Blind Lemon, by Jim Parks



"[African-American folklore] is like jazz; there's no inherent problem which prohibits understanding but the assumptions brought to it."

--Ralph Ellison, Paris Review No. 8 Interview by Alfred Chester & Vilma Howard



Walking into the uncomfortable warmth of the building, the odor of warehoused, enfeebled, sick humanity struck the senses like a soft blow from a foul flannel rag. Spotless floors and walls, televisions blaring so that weak ears might hear them, someone struggling weakly to play an old hymn on a spinet from the Baptist book of devotional music, the aromas of overcooked vegetables and meats reducing down to mushy preparations all conspired to make one feel a little bit sick,oppressed.

The researcher, clothed in collegiate chinos and a plaid sport shirt, his steel rimmed spectacles glittering under the bright lights of the nursing home, wore a jaunty jazz man's Kangol cap at a rakish angle.

He tried and tried to get the old man back on the subject.
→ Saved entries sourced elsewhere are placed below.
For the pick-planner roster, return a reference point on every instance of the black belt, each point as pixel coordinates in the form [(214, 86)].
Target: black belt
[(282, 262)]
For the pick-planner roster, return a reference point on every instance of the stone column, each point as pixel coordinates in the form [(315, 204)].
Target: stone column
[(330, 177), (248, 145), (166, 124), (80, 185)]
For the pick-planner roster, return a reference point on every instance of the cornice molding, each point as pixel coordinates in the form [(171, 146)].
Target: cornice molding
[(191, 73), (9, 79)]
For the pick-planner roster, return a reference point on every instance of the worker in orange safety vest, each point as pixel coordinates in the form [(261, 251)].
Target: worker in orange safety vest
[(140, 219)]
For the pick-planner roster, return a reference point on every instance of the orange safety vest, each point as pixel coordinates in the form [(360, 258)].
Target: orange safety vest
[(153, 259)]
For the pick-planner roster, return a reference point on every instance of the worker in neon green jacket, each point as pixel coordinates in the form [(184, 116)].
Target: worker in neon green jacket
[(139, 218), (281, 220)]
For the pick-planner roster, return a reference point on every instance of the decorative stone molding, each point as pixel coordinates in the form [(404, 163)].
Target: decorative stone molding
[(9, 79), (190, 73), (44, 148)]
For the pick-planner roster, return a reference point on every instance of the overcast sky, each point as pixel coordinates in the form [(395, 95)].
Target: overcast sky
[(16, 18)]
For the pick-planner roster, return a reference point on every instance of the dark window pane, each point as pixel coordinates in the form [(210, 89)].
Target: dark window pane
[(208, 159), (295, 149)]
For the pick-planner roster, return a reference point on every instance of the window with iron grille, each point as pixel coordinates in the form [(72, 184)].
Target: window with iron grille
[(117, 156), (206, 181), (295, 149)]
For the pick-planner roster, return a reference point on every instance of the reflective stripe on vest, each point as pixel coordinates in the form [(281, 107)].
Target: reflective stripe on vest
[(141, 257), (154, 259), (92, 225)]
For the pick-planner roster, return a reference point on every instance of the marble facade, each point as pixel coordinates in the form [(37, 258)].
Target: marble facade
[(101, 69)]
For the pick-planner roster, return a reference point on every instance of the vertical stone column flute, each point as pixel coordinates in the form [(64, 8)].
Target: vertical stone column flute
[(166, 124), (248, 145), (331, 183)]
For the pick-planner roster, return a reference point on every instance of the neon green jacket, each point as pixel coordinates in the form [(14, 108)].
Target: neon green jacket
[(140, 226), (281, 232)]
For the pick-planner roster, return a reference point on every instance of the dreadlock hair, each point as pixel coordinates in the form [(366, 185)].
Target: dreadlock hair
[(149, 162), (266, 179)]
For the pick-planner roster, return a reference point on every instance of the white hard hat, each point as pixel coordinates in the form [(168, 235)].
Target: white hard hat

"No, sir, I mean to ask you about Jefferson, you know. Blind Lemon. Back in Dallas."

The ancient black man, confused, looking up and over his shoulder at his daughter and a nurse, couldn't hear him. He chafed under the wool of the tight Army tunic, running a forefinger around the tight collar with one hand, pointing to a row of campaign ribbons on his chest with the other.

The writer nodded at the ribbons and smiled, scratching an itch in his professorial beard gone gray, white in some spots.

"Is this motha' from the Army, or what? I thought they were interested in how we chase Pancho Villa through all that cactus in them Model T Fords, man."

The writer and the old man's daughter exchanged glances. He had already visited the family home in South Dallas where he and his wife had raised half a dozen kids while he worked on the railroad and in warehouses until he retired. After he had become enfeebled, he went into the rest home near where he had been born, a cotton town an hour's drive from Dallas.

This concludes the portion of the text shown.